Sara Zewde Sows, and Dia Beacon Reaps
Sara #Sara
When it is introduced this year, the new and varied terrain of Dia Beacon, with its sculptural landforms, meadowlands and pathways, may surprise and delight.
Sara Zewde, the landscape architect who received the high-profile commission in 2021 to reimagine the museum’s eight back acres, says the goal wasn’t just dressing up Dia’s buildings with attractive plants. She sees her profession as a field “that has the skill set to take ecology, to take culture, to take people and tap into something bigger.”
Her conviction that shaping land can illuminate, rather than merely beautify, places and their stories lies at the heart of Studio Zewde, the landscape and urban design firm she founded in Harlem in 2018. Since then she has taught at Harvard University and is writing a book about her profession’s founding father, Frederick Law Olmsted, linking his vision of urban parks as critical to the future of democracy with his earlier travels through the antebellum South as a journalist and abolitionist.

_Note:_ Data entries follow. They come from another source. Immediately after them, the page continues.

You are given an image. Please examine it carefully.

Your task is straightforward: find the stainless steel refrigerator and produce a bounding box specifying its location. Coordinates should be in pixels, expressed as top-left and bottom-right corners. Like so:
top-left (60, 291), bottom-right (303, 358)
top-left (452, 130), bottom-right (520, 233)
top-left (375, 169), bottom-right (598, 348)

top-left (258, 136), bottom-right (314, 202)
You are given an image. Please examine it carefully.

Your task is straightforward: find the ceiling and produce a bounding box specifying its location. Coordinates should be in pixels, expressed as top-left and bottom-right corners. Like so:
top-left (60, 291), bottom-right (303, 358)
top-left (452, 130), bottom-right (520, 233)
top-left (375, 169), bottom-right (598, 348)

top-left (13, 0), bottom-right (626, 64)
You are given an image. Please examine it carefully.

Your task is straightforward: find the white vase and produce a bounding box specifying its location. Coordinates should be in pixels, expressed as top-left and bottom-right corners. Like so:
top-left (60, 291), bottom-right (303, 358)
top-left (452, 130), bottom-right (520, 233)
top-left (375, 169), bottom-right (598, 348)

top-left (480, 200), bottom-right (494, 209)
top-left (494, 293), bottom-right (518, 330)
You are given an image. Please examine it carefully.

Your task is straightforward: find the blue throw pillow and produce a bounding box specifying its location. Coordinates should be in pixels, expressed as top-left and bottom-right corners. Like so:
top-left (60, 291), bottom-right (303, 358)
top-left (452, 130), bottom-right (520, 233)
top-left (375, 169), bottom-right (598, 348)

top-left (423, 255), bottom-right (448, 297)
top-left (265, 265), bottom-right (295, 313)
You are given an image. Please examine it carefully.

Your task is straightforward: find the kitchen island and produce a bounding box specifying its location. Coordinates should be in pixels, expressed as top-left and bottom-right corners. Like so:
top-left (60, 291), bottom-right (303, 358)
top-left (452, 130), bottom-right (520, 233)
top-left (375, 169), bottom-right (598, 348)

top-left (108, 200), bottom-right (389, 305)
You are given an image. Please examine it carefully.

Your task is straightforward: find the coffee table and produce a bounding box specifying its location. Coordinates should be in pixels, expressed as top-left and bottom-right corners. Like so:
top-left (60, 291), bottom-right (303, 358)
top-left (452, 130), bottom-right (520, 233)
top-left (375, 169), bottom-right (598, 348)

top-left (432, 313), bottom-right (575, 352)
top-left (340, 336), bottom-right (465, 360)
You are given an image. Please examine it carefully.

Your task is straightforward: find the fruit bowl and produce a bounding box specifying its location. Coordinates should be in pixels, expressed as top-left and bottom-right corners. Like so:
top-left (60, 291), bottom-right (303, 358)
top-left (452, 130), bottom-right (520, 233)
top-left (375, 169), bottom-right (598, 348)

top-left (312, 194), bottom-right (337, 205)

“It doesn’t matter what project we’re doing, if it’s a parking lot or a museum landscape — there’s an opportunity to mobilize and provoke,” said Zewde (pronounced ZO-dee), who at 37 is one of a very small number of Black women in the field and is paving the way for others.

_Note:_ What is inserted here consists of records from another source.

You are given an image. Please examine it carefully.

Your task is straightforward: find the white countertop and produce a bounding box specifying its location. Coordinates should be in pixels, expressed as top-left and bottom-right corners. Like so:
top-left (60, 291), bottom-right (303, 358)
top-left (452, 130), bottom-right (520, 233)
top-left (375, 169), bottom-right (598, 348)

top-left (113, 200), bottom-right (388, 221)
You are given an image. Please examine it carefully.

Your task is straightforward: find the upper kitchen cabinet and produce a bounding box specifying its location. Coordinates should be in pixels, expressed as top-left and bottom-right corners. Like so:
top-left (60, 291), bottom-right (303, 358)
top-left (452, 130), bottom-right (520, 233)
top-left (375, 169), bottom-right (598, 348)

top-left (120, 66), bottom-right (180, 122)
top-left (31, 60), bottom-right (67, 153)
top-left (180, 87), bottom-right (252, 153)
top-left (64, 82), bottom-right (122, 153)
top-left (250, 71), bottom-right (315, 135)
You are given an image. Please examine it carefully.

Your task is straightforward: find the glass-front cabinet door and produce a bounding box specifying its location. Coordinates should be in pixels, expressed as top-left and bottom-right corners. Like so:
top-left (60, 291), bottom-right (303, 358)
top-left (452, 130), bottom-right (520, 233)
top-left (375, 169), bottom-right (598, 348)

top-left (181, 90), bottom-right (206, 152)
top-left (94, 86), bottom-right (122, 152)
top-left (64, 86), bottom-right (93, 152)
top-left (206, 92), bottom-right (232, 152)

Zewde doesn’t arrive with a singular aesthetic, and that isn’t always a good fit for those impatient to know what a project will look like. “We often don’t work well with those clients,” she said wryly in a video interview from Brazil. But her layered process was the selling point for the leadership at Dia Beacon. Situated in the sprawling former Nabisco box printing factory on 32 acres in the Hudson Valley, adjacent to the river and part of its historic flood plain, the museum houses the Dia Art Foundation’s collection of monumental works by conceptual, minimalist and land artists.